A mí me parece que en nuestro afán por aferrarnos a la idea de que las tradiciones deben seguirse ‘a pie juntillas’ muchas veces ocurre que hay quienes tienen que lidiar con situaciones forzadas; pues no faltan aquéllos que tienen la absurda idea de que todos deberían estar en la misma frecuencia de gran algarabía, de diversión sin límites. Y cuando hay alguien que se sale de lo programado, se arriesga a que lo consideren como un amargado aguafiestas.
Al respecto hay una frase, adjudicada al Papa Francisco -a quien respeto sin ser su fan- que estuvo circulando en las redes en días pasados y con la que coincido; he aquí una paráfrasis: “La Navidad, etc. podrían ser festividades menos ruidosas, pues -con más silencio- tendríamos también más paz (interior)”.
Pero ¿a quién le interesa sentirse así, especialmente en una época de celebraciones frecuentes? Lo que la mayoría quiere es fiestear y mantenerse en un estado eufórico tan prolongadamente como sea posible ¿no?
Claro que también estamos pletóricos de buena vibra hacia los demás y constantemente les deseamos ¡Felicidades y Prosperidad! a todos nuestros familiares, amigos y aun a los desconocidos… en esta temporada.
Aunque, cuando se nos baja la pila navideña todo vuelve a la normalidad (rutina, competitividad, egoísmo) y nos vamos olvidando, poco a poco, de los mensajes de paz y de buena voluntad.
No obstante, retenemos en la mente por un tiempo más, todo aquello que queremos para nosotros mismos y nos entretenemos acariciando nuestros propios sueños: objetos, afectos, reconciliaciones, estados (físico, emocional, etc.); sólo para enfrentar, más tarde, la opinión irónica de algún amigo: “¡No inventes! ¿Todavía crees en los Santos Reyes?”
Y esto, en cierto modo tiene sentido. Pues por una parte, lo que anhelamos no va a caernos del cielo. Y, por otro lado, las desilusiones suelen ser directamente proporcionales a nuestros deseos. O como dicen las antiguas filosofías orientales: A mayores expectativas, egos más lastimados y frustraciones más dolorosas.
Pienso que tener aspiraciones (de diversas índoles) no está mal, siempre y cuando busquemos las oportunidades para cumplir nuestras metas, pero SIN obsesionarnos con éstas últimas y -sobre todo- sin pretender alcanzar nuestros objetivos “caiga quien caiga”…
Lo aconsejable es tener la intención, ponerse en acción y fluir con las circunstancias.
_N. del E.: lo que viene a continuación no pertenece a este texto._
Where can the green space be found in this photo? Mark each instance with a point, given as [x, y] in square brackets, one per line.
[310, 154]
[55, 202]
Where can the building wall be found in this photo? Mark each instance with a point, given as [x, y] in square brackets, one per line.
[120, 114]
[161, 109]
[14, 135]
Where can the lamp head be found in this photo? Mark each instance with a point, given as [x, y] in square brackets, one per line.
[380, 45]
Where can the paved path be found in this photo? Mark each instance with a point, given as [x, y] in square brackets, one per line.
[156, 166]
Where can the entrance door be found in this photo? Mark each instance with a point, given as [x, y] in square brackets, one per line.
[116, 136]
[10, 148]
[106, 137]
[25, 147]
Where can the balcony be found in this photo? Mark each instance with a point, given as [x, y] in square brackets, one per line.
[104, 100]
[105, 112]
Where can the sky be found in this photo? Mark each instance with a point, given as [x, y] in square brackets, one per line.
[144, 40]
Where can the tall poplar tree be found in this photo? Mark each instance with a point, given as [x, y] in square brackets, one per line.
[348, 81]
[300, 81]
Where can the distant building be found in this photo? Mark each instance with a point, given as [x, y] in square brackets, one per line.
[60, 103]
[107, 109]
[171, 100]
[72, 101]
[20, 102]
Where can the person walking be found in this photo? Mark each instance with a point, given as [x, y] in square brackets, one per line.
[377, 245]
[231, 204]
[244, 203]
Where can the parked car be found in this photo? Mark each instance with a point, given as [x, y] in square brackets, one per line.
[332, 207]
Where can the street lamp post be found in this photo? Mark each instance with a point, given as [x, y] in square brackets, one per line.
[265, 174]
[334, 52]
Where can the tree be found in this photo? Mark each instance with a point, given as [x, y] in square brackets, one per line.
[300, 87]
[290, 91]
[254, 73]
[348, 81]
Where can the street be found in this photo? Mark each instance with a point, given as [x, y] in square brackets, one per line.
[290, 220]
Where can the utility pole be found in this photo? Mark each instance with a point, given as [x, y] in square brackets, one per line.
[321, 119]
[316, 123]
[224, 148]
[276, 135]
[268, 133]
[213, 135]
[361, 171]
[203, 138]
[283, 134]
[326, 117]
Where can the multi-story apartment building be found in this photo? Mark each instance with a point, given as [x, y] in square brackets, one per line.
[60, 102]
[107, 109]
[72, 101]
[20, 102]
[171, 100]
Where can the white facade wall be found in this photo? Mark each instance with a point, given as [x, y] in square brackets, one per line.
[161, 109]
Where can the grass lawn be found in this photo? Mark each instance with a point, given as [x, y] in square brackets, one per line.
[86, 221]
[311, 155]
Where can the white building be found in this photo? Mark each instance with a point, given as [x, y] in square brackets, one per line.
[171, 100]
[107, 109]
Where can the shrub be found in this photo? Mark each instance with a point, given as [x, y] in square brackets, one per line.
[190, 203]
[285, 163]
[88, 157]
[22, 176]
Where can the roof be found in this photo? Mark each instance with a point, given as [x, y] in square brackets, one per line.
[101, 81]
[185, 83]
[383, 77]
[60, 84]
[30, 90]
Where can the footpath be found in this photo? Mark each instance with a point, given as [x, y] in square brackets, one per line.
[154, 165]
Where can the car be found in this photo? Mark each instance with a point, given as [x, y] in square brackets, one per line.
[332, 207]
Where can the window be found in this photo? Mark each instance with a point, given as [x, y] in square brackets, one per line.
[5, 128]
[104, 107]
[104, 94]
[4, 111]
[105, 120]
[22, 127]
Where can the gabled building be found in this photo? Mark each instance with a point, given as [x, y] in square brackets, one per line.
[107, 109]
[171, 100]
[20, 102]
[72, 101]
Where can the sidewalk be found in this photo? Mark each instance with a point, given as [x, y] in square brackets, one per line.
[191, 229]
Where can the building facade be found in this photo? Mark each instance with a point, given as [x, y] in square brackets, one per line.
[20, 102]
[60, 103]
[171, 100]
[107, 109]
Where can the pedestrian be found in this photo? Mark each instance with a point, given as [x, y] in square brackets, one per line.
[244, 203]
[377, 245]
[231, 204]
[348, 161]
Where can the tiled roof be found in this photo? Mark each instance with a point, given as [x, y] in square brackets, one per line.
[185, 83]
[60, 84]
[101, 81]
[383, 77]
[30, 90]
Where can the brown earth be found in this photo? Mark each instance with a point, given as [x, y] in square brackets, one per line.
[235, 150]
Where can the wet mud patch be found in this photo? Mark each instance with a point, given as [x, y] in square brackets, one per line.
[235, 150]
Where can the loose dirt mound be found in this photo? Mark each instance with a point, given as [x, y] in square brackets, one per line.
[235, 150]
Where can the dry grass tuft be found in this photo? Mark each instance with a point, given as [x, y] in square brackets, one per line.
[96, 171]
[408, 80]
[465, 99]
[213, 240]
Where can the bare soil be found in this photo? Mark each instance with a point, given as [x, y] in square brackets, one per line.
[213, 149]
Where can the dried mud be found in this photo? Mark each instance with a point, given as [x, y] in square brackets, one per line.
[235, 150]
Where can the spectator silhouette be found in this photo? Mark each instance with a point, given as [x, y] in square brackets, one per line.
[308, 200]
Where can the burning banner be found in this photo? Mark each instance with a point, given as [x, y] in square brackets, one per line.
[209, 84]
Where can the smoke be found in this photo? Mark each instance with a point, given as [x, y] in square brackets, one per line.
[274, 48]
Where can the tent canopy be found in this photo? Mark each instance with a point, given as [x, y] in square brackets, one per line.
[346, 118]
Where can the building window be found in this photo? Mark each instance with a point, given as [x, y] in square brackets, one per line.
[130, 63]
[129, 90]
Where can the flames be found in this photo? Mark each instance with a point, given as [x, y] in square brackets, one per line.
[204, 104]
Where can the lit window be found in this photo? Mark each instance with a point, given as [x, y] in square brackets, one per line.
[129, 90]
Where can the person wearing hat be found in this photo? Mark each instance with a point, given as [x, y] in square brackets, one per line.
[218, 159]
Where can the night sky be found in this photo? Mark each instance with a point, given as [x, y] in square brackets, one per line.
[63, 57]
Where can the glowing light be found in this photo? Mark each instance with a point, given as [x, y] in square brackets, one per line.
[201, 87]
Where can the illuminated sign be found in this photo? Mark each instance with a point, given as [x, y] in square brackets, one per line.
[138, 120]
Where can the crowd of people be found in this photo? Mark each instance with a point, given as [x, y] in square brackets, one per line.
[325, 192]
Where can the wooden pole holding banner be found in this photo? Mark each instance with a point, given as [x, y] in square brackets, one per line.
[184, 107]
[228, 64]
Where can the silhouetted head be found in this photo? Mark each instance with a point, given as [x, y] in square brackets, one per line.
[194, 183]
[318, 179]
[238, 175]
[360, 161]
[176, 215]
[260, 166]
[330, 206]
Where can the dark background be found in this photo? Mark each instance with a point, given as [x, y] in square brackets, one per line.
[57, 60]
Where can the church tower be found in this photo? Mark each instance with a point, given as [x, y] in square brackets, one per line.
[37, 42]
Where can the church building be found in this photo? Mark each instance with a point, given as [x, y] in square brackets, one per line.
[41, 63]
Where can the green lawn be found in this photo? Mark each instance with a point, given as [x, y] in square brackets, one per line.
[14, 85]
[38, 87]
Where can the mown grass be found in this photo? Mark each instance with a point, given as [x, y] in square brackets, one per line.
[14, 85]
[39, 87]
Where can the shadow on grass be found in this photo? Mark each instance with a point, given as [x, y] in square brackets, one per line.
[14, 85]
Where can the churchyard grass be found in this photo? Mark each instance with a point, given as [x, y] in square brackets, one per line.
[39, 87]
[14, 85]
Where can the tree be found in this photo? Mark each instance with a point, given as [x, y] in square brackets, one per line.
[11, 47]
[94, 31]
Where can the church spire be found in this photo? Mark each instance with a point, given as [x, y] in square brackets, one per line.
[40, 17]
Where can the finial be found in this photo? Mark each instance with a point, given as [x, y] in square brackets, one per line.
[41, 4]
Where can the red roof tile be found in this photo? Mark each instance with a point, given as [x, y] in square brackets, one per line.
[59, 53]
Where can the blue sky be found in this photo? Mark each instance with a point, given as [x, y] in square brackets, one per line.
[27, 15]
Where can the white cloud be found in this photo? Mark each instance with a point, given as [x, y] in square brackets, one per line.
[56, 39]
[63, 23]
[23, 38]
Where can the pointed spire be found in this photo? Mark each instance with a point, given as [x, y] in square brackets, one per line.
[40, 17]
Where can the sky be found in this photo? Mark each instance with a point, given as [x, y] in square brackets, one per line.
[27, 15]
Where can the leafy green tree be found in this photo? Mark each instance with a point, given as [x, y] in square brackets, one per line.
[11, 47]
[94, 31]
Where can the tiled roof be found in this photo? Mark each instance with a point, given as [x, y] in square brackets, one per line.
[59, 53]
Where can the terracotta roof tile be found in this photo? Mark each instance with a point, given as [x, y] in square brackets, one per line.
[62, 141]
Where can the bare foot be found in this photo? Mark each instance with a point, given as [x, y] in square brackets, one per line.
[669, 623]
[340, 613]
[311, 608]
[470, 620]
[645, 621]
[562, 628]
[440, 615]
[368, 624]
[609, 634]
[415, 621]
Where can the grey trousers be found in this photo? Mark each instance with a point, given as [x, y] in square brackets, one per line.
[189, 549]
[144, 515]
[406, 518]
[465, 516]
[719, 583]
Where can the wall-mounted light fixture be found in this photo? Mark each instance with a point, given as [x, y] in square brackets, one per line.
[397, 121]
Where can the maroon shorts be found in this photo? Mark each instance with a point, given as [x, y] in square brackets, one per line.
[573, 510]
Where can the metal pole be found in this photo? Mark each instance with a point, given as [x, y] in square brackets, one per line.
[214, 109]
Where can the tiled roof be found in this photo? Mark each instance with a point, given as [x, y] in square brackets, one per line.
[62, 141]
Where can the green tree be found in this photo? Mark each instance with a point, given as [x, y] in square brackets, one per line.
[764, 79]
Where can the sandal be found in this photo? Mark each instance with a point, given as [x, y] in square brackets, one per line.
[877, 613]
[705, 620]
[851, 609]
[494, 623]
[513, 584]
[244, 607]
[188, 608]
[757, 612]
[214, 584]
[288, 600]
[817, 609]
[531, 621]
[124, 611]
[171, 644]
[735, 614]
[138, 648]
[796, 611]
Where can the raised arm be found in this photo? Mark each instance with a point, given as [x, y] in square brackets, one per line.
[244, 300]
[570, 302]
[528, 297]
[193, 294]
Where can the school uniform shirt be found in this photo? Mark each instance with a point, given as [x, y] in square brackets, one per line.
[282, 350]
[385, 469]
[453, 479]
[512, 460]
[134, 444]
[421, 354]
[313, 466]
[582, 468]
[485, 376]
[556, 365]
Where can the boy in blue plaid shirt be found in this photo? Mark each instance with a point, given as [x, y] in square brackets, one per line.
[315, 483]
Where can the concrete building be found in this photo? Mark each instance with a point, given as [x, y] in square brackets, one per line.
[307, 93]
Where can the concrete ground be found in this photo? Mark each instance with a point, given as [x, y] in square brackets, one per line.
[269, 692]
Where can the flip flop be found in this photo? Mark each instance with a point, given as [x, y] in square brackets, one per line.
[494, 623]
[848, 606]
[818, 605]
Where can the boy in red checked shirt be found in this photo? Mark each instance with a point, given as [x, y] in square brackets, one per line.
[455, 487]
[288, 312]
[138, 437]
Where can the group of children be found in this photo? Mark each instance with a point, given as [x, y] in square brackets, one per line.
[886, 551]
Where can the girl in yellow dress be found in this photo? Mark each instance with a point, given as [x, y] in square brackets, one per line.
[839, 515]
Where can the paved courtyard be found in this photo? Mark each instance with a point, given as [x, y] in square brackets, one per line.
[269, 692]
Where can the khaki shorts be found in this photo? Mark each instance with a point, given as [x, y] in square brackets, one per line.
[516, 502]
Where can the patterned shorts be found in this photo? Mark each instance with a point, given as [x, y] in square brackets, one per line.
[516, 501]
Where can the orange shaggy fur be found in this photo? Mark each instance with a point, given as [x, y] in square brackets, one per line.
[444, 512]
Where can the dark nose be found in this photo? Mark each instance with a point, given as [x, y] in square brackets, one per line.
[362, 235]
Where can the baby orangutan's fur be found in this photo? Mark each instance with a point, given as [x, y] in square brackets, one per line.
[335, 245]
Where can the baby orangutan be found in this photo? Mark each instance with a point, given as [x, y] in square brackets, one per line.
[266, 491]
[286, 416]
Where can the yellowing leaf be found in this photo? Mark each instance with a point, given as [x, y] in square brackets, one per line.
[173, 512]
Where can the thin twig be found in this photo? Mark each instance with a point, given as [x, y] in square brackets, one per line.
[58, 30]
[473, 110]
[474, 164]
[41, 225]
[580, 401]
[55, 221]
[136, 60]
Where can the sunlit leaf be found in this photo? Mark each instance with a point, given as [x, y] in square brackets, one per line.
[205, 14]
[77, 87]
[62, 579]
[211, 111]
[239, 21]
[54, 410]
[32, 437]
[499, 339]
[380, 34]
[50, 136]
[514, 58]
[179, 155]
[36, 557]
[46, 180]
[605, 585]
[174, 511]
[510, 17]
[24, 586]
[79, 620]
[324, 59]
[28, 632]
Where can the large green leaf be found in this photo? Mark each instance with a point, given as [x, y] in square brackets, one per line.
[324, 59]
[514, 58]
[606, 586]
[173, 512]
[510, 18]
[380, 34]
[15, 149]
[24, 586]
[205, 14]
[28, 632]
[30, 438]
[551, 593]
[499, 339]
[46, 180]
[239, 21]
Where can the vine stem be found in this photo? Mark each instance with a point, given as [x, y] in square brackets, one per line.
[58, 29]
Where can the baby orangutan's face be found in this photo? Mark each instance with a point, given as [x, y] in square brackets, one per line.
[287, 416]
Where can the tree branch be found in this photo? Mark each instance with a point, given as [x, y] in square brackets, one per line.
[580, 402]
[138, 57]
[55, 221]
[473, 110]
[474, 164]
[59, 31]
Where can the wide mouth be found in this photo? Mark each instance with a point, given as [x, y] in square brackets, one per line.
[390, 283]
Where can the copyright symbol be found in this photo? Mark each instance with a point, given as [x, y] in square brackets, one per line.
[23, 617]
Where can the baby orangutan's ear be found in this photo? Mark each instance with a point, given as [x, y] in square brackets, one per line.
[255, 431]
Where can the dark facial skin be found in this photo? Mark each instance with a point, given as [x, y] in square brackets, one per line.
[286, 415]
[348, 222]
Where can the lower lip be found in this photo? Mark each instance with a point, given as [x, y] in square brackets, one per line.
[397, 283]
Nada fácil ¿verdad? Sin olvidar que nunca podrá ser bueno obtener puntos aparentemente favorables para uno si para conseguirlos hay que pisotear la dignidad de otros. Creo que éste es un principio ético básico.
Ten presente que hay algo inevitable en la existencia de todos que es: acumular recuerdos. Y éstos conformarán -quieras o no- tu historia personal. Son los registros que archivarás en la memoria mientras vivas.
Por lo que tal vez te convenga revisar, o incluso modificar, algunas de tus respuestas en cuanto a: Deseos: Ten cuidado, se te pueden conceder. Así como a la búsqueda de oportunidades: quizás algunas no te convengan (éticamente hablando).
Ojalá que en tus estados de cuenta personales no haya déficits graves que lamentar y que cuando abras tus archivos puedas respirar tranquilo y no tengas necesidad de hacer -como dijera Gloria Trevi en su popular canción- “(Un) recuento de los daños”.